New laws could open the way for foreign investors to buy in to the lucrative telecoms market in the United Arab Emirates.
The first step is legislation to move the Emirates Telecommunications Corporation (Etisalat) in to public ownership.
The law will let Emiratis and other Gulf Cooperation Council (GCC) citizens and companies buy shares in Etisalat.
The stumbling block to going public and increasing Etisalat’s capital by selling shares has been the earnings premium paid to the state – rumoured to be 50% of profits.
It seems the government has agreed to take a smaller cut to account for dividends to shareholders in order to make the capital-raising plan work for the company.
Like most countries, telecoms is big business in the UAE.
Almost 650,000 new users joined the UAE mobile phone network in the first three months of 2012, boosting the total to 12.36 million and widening the penetration ratio to 154%, according to official data from the Telecommunications Regulatory Authority (TRA), which oversees the telecom sector in the country.

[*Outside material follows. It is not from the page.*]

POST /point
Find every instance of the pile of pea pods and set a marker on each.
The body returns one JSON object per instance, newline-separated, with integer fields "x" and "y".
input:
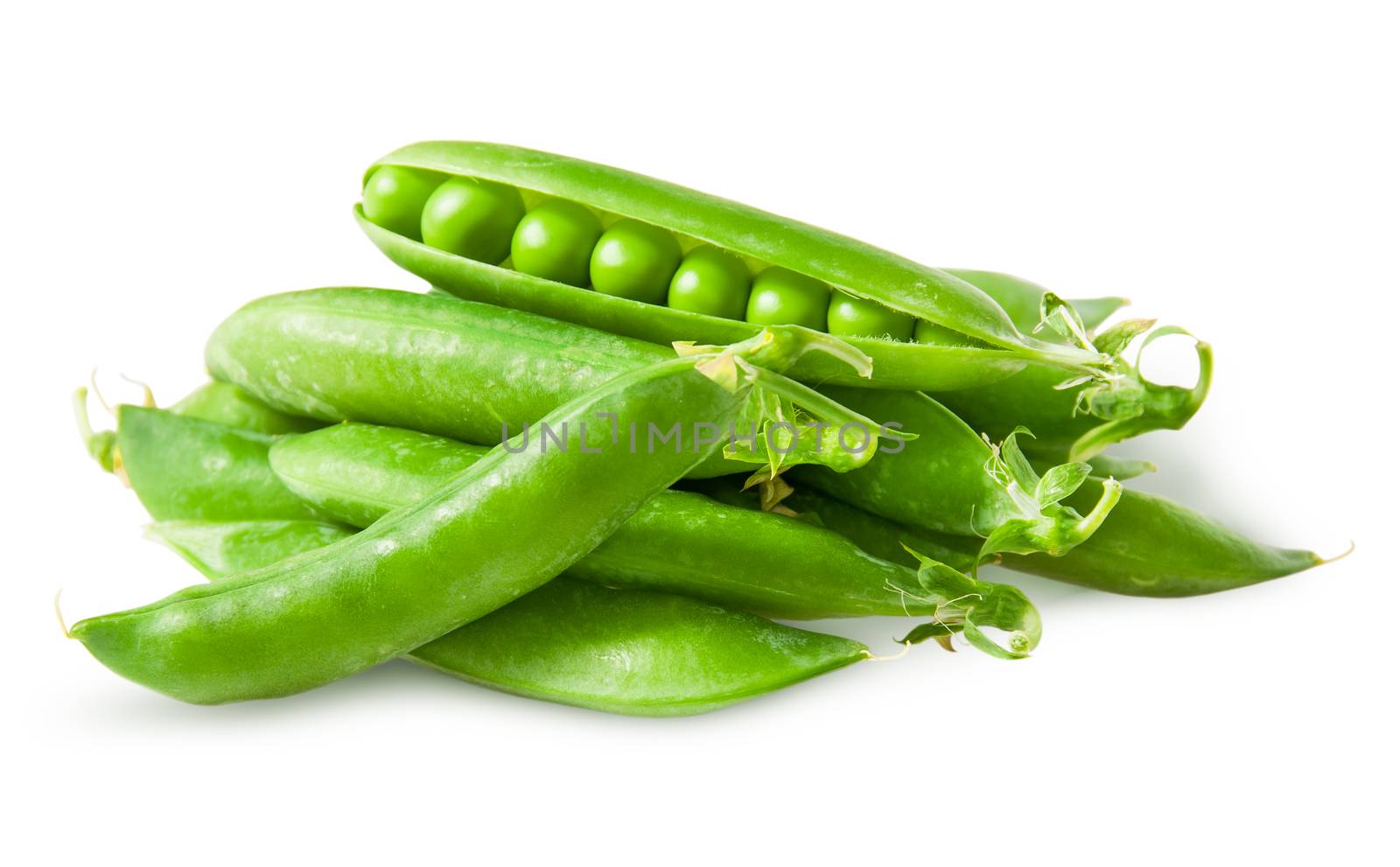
{"x": 625, "y": 437}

Etisalat is the Middle East’s largest operator and the GCC’s third largest company.
With a market value of approximately US$20 billion and annual revenues of over US$8.7 billion, Etisalat is one of the world’s leading telecoms companies.
Growth is accelerating, as the number of new users signing up for services in the first quarter is already 110,000 more than the number joining the network in the first six months of last year.
The current 12.3 million subscribers is 1.3 million more than at the end of March last year.
The Etisalat phone, satellite TV and broadband networks have a potential market of 2 billion in the Middle East, Asia and Africa – and the company already serves customers that add up to almost double the UAE’s 7 million population.